Uma das coisas maravilhosas de viajar, é a quantidade de pequenas e de grandes histórias que colecionamos, garantindo que ficam connosco, na nossa memória. E os destinos turísticos estão repletos de exemplos. O pavilhão dos EUA, na Expo Dubai´2020, aproveitou de forma engenhosa a sua experiência de viagens à Lua e presenteou os visitantes com a possibilidade ‘única’ de tocar numa pedra trazida da Lua. Uaaaauuuu! Filas de pessoas para tocar na ‘Lua’ e uma história para contar, no regresso a casa. Outro exemplo é a visita ao berço da Afrodite. Uma rocha no meio do mar do Chipre assinala o local, onde nasceu a Deusa do Amor. A história que se desenrola à volta deste evento é enternecedora e assim, aquela rocha deixa de ser apenas mais uma rocha, no meio do mar e passa a ser a rocha. No mesmo país, Nicósia concentra as suas estórias infantis no Fairy Tale Museum, onde as crianças trespassam as portas do museu e passam a integrar aquele mundo encantado que desarma até os mais cépticos na magia das histórias.

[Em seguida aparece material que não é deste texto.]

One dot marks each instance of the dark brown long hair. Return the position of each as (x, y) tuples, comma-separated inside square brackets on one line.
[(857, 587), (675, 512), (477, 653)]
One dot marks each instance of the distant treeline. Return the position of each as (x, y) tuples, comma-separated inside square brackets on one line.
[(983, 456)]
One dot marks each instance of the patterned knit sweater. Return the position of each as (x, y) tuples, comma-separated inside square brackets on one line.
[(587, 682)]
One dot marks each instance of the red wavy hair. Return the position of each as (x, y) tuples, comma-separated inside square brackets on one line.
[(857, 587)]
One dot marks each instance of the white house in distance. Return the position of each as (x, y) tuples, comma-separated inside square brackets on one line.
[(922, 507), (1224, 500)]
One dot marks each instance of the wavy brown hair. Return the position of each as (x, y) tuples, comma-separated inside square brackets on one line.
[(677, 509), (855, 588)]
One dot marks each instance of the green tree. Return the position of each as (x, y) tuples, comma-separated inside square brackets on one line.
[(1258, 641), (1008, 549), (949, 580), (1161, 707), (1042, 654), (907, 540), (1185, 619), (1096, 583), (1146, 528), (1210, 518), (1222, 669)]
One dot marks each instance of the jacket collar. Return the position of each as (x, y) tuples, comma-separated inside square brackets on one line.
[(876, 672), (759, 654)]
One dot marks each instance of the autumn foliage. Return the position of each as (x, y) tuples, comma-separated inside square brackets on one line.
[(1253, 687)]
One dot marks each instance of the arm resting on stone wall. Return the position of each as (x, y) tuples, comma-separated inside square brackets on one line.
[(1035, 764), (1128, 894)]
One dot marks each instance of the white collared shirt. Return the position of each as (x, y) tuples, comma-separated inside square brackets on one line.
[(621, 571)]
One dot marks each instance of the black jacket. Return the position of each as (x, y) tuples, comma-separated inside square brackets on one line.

Na hotelaria, escolhi duas marcas para ilustrar a utilização das histórias na (com) provação da sua hospitalidade. A cadeia Shangri-la lançou uma das suas mais icónicas campanhas: ‘To embrace a stranger as one of our own’ criada e desenvolvida pela Ogilvy & Mother. A marca conta a história de um estranho (hóspede) que se perde, no meio da neve, na procura do seu destino (hotel). No caminho vê-se assolado por diversos perigos e obstáculos, nomeadamente, uma alcateia de lobos. Perdido e desorientado perde as forças e deixa-se cair na neve…. nisto, os lobos aproximam-se…. (suspense). No fim, vê-se o estranho a acordar no meio dos lobos que o salvaram de morrer de frio e aparece o slogan, “Abraçamos um estranho como se fosse um dos nossos…. ”. Épica, a forma como a cadeia hoteleira apresenta a sua filosofia. Os hóspedes entram como estranhos e saiem como ‘família’. O que reflecte exactamente o que dizem dois investigadores, Lashley e Morrison sobre hospitalidade “hospitality converts strangers into familiars, enemies into friends, friends into better friends, outsiders into insiders, non-kin into kin”. Ou como refere a Odisseia de Homero: “A guest never forgets the host who had treated him kindly”.
O Hotel Burj al Arab, no Dubai é em sim próprio, uma história. Uma unidade hoteleira que se posiciona como o hotel de 7 estrelas, sabendo que os rankings vão de 1 a 5. Querem dizer de forma subliminar que são tão bons que não cabem dentro da escala. O Burj al Arab tem alimentado sonhos, vende-se como um hotel de luxo, ouvem-se histórias de casamentos feitos num heliporto, e noutra alturas, o mesmo heliporto é palco de um exclusivo jogo de ténis. E é verdade que o hotel usa ouro na sua decoração. O teto da sala de eventos é forrado a folha de ouro e todos os anos (devido à oxidação) uma equipa repõe uma a uma, cada uma destas folhas. Histórias que têm o objetivo de criar word-of-mouth (e-WoM) para o hotel e aumentar a vontade dos turistas para conhecer o Dubai. Quem visita o Emirato quer conhecer o hotel, verificar esta e outras histórias que se contam, entre uns e outros e através de uma boa história ou de uma simples fotografia registar aquele momento para sempre.
Entre pedras, rochas e ouro, esta como outras histórias, termina com:
‘Um final feliz, ou um …E viveram felizes para sempre….!’
Por Sofia Almeida
É professora auxiliar na Universidade Europeia e investigadora no CEG/Territur, Universidade de Lisboa.